We officially opened in September and got our first placement a couple weeks after! We became first time parents to the cutest, happiest, most precious 8 month old boy. Even though he was only in our home for about a month, he filled it to the brim with a joy we really didnʼt know was possible. Each day that he was with us, I felt like I learned a new facet of Godʼs character. I experienced such a deep communion with Him and those were some of the most precious moments I think Iʼll ever have. I know we provided our little guy with a safe and loving home, but Iʼm pretty sure he gave us more than we did him. There really arenʼt adequate words to describe the overwhelming grief that came when he left. Despite the thankfulness for another familyʼs restoration, ours felt like it broke in a thousand pieces.

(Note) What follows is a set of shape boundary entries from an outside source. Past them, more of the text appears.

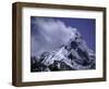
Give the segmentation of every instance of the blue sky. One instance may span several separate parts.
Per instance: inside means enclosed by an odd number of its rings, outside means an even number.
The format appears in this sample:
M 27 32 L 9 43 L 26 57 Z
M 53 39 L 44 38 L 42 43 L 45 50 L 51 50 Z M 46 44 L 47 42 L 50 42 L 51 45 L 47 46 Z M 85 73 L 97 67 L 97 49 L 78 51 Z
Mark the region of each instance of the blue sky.
M 93 18 L 31 17 L 31 52 L 38 55 L 52 51 L 69 39 L 70 33 L 81 33 L 87 46 L 95 51 L 96 21 Z

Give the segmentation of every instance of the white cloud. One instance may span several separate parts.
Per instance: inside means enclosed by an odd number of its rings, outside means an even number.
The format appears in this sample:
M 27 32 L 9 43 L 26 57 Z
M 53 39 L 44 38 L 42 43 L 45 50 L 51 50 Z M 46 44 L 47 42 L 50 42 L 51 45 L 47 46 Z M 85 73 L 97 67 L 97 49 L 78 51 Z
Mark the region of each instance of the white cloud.
M 56 50 L 58 47 L 65 44 L 70 37 L 76 33 L 75 28 L 66 27 L 62 21 L 53 18 L 36 17 L 32 24 L 35 25 L 34 30 L 36 30 L 31 38 L 33 55 Z

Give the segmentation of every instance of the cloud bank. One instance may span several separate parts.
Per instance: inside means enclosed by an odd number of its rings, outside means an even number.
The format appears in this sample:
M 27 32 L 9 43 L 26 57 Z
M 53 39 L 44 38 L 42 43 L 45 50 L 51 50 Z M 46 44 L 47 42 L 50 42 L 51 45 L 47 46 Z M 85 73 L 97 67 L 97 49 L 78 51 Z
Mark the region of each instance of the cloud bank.
M 75 36 L 76 28 L 66 26 L 64 22 L 48 17 L 31 18 L 31 54 L 57 50 Z

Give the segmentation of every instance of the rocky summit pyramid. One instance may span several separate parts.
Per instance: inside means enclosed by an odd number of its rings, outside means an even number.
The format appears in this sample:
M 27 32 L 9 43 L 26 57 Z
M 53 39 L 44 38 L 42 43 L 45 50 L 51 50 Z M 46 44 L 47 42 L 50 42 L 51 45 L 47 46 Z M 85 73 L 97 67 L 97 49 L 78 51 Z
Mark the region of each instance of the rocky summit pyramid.
M 80 71 L 95 69 L 95 53 L 90 50 L 82 35 L 76 31 L 71 34 L 66 44 L 61 46 L 56 51 L 44 52 L 38 61 L 32 56 L 32 72 L 52 71 Z

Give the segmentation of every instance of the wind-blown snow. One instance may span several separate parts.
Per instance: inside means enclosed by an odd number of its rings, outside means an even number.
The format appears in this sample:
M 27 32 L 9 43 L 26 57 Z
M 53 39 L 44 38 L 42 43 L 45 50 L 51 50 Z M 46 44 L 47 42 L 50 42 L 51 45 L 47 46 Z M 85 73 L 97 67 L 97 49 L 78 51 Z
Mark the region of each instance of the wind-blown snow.
M 59 20 L 36 17 L 32 21 L 32 25 L 34 25 L 31 37 L 32 55 L 56 50 L 75 37 L 76 28 L 68 27 Z

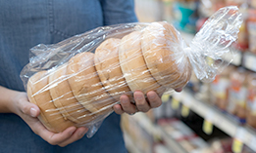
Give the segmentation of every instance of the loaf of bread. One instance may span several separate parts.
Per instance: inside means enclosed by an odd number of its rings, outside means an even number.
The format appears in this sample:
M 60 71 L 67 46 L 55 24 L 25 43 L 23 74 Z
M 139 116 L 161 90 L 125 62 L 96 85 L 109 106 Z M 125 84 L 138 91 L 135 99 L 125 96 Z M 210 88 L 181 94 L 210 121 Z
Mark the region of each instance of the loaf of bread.
M 105 39 L 95 54 L 77 49 L 68 62 L 29 78 L 29 100 L 40 107 L 40 120 L 50 131 L 90 126 L 113 112 L 122 95 L 132 101 L 137 90 L 161 96 L 182 88 L 191 66 L 181 49 L 175 51 L 179 41 L 171 24 L 155 22 L 121 39 Z

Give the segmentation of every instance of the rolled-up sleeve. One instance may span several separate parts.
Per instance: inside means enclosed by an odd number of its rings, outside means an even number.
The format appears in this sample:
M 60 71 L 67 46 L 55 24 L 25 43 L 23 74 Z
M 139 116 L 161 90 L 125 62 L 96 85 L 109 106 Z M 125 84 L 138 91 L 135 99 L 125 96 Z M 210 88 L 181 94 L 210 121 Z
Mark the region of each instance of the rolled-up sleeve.
M 102 0 L 101 5 L 104 25 L 137 21 L 133 0 Z

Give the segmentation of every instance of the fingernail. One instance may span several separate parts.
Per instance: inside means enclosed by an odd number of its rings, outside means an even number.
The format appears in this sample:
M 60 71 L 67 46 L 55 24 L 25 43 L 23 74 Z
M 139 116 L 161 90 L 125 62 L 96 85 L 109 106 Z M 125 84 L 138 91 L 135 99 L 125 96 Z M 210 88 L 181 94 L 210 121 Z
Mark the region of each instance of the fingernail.
M 153 99 L 155 97 L 156 97 L 156 95 L 154 93 L 148 95 L 148 98 Z
M 86 133 L 86 130 L 83 130 L 83 131 L 81 131 L 81 132 L 79 132 L 79 136 L 83 136 L 84 134 L 85 134 L 85 133 Z
M 30 115 L 31 115 L 32 117 L 36 117 L 36 109 L 30 108 Z
M 69 134 L 70 135 L 72 135 L 74 134 L 74 132 L 76 131 L 76 129 L 74 129 L 73 131 L 71 131 Z
M 135 99 L 141 100 L 141 99 L 143 99 L 143 96 L 141 94 L 136 94 Z

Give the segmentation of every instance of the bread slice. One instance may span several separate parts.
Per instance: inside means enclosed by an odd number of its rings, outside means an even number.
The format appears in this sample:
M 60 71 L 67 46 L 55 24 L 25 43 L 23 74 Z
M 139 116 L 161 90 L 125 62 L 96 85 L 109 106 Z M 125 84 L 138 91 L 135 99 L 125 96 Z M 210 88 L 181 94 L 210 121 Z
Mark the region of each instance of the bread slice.
M 31 103 L 40 108 L 38 116 L 41 123 L 51 132 L 63 132 L 76 123 L 65 120 L 52 102 L 48 88 L 47 71 L 40 71 L 31 76 L 27 82 L 27 96 Z
M 113 97 L 103 88 L 94 66 L 94 54 L 84 52 L 69 60 L 69 84 L 76 98 L 86 109 L 100 115 L 112 111 Z
M 168 22 L 154 22 L 142 30 L 141 38 L 146 65 L 157 82 L 173 89 L 185 86 L 191 66 L 175 27 Z
M 119 47 L 121 68 L 132 92 L 146 94 L 155 91 L 162 95 L 165 89 L 151 76 L 141 51 L 141 32 L 134 31 L 122 38 Z
M 120 67 L 120 43 L 121 39 L 116 38 L 110 38 L 101 43 L 95 51 L 95 67 L 101 83 L 110 96 L 116 100 L 120 100 L 120 96 L 126 94 L 132 99 L 132 93 Z
M 77 124 L 89 123 L 93 115 L 75 97 L 68 82 L 67 65 L 65 63 L 50 73 L 49 89 L 53 103 L 66 120 L 69 119 Z

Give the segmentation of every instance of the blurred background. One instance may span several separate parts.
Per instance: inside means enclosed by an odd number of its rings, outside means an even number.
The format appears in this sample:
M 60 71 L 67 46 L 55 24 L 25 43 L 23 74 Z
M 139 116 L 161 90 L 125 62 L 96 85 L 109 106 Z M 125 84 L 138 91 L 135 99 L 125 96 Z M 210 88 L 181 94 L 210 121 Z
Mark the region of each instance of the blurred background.
M 214 82 L 194 75 L 181 93 L 147 113 L 122 116 L 130 153 L 256 152 L 256 0 L 134 0 L 139 21 L 173 23 L 189 43 L 217 10 L 243 14 L 235 57 Z M 227 57 L 227 60 L 229 57 Z

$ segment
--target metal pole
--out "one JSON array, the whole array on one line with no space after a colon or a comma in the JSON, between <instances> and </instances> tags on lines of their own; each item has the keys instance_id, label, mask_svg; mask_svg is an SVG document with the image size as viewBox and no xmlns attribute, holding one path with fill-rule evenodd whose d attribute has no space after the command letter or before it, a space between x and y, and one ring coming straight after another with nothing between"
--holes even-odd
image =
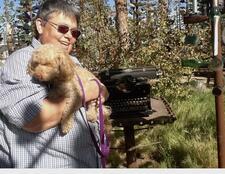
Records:
<instances>
[{"instance_id":1,"label":"metal pole","mask_svg":"<svg viewBox=\"0 0 225 174\"><path fill-rule=\"evenodd\" d=\"M221 19L218 9L218 0L212 0L213 10L213 61L216 62L213 94L215 95L216 123L217 123L217 150L218 167L225 168L225 120L223 104L223 63L221 51Z\"/></svg>"}]
</instances>

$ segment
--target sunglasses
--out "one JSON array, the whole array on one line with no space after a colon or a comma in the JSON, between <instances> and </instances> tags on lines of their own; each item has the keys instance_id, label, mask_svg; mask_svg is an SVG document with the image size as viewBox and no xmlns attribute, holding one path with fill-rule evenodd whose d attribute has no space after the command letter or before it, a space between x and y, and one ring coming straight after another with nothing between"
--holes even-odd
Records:
<instances>
[{"instance_id":1,"label":"sunglasses","mask_svg":"<svg viewBox=\"0 0 225 174\"><path fill-rule=\"evenodd\" d=\"M57 31L59 33L66 34L70 30L71 35L75 39L77 39L80 36L80 34L81 34L81 32L79 30L70 29L67 25L56 24L56 23L51 22L51 21L46 21L46 22L48 22L52 27L54 27L55 29L57 29Z\"/></svg>"}]
</instances>

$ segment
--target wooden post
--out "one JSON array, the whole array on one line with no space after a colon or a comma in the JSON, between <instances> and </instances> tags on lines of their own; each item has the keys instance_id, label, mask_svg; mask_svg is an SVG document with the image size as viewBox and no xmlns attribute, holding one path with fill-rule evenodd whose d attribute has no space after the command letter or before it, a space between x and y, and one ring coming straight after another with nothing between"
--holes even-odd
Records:
<instances>
[{"instance_id":1,"label":"wooden post","mask_svg":"<svg viewBox=\"0 0 225 174\"><path fill-rule=\"evenodd\" d=\"M218 148L218 167L225 168L225 119L223 103L223 63L221 51L221 18L218 9L218 0L212 0L213 11L213 61L218 63L215 67L215 82L213 94L215 95L216 104L216 123L217 123L217 148Z\"/></svg>"}]
</instances>

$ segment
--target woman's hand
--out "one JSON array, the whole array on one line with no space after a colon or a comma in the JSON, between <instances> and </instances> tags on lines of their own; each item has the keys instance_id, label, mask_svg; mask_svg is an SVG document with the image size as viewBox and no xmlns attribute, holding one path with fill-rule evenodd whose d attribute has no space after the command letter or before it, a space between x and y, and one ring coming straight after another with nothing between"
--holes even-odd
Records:
<instances>
[{"instance_id":1,"label":"woman's hand","mask_svg":"<svg viewBox=\"0 0 225 174\"><path fill-rule=\"evenodd\" d=\"M61 121L65 104L65 99L44 99L40 113L31 122L26 123L23 129L28 132L41 132L55 127Z\"/></svg>"}]
</instances>

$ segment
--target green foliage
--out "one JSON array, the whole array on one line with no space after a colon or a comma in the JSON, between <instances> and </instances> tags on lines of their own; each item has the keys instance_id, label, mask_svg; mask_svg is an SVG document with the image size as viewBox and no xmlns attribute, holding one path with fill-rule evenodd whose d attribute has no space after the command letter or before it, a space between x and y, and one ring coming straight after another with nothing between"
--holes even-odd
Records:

Everything in my life has pretty much “gone my way” and I naively assumed that the trend would continue. Weʼd adopt him, have our cute little family, and that would be it. Because thatʼs how my life should go. I guess I was hoping I could skate through life without a huge amount of suffering. 

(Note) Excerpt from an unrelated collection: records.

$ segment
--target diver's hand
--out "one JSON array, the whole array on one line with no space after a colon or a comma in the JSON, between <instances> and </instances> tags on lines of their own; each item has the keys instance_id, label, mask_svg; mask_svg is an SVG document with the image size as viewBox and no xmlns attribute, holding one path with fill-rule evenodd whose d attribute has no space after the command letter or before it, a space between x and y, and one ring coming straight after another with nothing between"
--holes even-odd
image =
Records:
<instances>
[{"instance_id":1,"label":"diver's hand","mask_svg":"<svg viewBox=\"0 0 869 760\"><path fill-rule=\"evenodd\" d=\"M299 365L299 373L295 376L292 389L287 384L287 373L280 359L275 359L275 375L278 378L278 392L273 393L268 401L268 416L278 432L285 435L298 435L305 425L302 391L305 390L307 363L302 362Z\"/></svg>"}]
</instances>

Learning how to grieve really is a life skill and what I have gained in the midst of it is a deeper sense of compassion for those who suffer. For the world. For the people that God so desperately loves and came for. Suffering is universal and Iʼm surprisingly thankful for the new kinship that I feel with the world around me. Iʼd always had a fairly “hands off” approach to peopleʼs hardships, but now, we know names. We put faces to drug abuse and domestic violence. We can never unsee or unknow that real heartache exists in our world and in our city. And even though thatʼs tremendously hard, I am so humbly grateful that the Lord has allowed us to be in community with this new extended family.

Jen Hatmaker describes our calling as “the place where our burdens meet our passions.” After years of confusion on what my calling could be, I really feel like Iʼve hit my sweet spot. Jesus has graciously allowed me to learn how to leverage my gifts for His kingdom and itʼs been such a privilege. We continue to pray about what our family might look like, but, unlike 4 years ago, we hold any plans for the future so loosely. We want our family to be a reflection of heaven, and we want to be obedient in however the Lord chooses to do that in our lives. Dave and I feel so fortunate to be on this journey with all of you and are thankful to sit at the feet of and learn from those who have gone before us!


Thanks so much for sharing, Lindsay!  To sponsor Lindsay and Dave for Walk for the Waiting - click here!


whitney burger said...

Lady Hassell, thiiiiiis. You really ARE just the dearest and have the most gifted way of confronting others with truth that's only born out of the deepest kind of love. So moved by the way you first love God and how that changes the way you love others!